As moms, the moment our little one is laid in our arms—or maybe even sooner—we start dreaming of what their life will be and thinking about what we want for them. Our heart is filled with hopes and dreams for our children.

As they grow, so too do our hopes and dreams for them. We might start fantasizing about athletic accomplishments or professional success we hope they achieve. Some of this is natural. After all, we want the world for our children. But when I think about what I want for my children—what I really want for them—it is far simpler and, I suppose, far more challenging as well.

So, to my sweet boys, here is what I really want for you as you grow up and live your lives:

1. Find your village.

As moms, we talk a lot about finding our village but the simple truth is that everyone needs a village. Everyone wants to feel like they belong. Everyone wants to find their people. I hope that you always find that in your family, but that your village also expands and grows over the years. I hope that it is filled with lifelong friends who knew you "way back when" and that your village grows to include new people as you also grow.

2. Always be each other’s safe place.

Speaking of finding “your people,” I hope that you are always this for each other. When I was growing up, my mom used to say to me, “Now I understand what your grandpa meant when he said, 'all I ever want is for my kids to get along with each other.'” And now I say this to you. But I don’t just want you to get along; I want you to be friends. Sure, you'll fight. You'll hurt each other. Your lives may take you in different directions, but I hope that you always have each other to rely on. I hope that you will always have each other’s backs, that you will be each other’s safe place in this wild world.

Related: If your kids are constantly fighting, try this

3. Resist outdated gender norms.

We’ve come a long way from the gendered stereotypes of my own ‘80s childhood, but we still have a long way to go. You can do and be whatever you want, regardless of what society seems to tell you is the norm for your gender. You don’t need to “man up” (what does that even mean, anyway?), and you should go out of your way to fight the patriarchy and dismantle toxic masculinity. 

4. Be comfortable feeling and expressing your emotions.

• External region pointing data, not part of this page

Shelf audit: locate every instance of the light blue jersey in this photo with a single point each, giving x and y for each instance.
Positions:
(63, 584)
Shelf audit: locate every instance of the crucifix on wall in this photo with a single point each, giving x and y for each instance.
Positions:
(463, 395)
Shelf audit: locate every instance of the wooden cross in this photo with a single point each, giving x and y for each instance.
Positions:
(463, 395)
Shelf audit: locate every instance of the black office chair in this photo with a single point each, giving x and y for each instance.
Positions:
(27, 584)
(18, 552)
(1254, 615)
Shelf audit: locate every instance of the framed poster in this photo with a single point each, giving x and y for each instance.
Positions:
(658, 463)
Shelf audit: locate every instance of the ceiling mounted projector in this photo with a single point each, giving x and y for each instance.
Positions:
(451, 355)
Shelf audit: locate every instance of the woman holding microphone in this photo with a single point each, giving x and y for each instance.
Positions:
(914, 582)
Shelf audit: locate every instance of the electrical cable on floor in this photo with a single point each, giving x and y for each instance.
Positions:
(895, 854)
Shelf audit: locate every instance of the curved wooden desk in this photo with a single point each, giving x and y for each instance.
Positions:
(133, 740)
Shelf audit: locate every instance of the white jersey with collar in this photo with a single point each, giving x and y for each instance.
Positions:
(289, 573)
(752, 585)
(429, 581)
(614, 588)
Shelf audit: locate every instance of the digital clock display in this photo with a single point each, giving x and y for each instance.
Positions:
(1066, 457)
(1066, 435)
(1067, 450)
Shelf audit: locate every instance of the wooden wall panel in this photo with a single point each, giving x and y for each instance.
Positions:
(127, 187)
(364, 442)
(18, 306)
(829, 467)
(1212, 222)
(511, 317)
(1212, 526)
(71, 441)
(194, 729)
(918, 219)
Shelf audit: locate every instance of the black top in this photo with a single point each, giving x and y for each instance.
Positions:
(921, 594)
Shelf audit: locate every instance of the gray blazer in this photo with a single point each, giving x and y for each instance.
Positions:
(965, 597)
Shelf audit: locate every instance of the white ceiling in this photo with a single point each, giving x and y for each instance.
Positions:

It’s okay to cry. It’s okay to feel things. You are, after all, a human with human emotions. Don’t deny it. I have seen too much harm caused by toxic masculinity and men who have been taught to push their feelings down. Acknowledge your feelings. Talk about them. Maybe even with a therapist if that helps. Deal with your emotions so they don’t deal with you. And remember: I'm always here if you need a hug and good cry.

Related: We can’t protect our kids from their emotions—in fact, we shouldn’t

5. Use your privilege for good.

As cisgender white males, you have an exceptional amount of unearned privilege. Use it for good. Make the world a better place. Be a good ally without centering yourself. Pass the mic to others who don’t have the same privilege as you. Use your privilege to make the world a better place. Sometimes you'll get it wrong. When you do, be humble. Learn. And keep trying.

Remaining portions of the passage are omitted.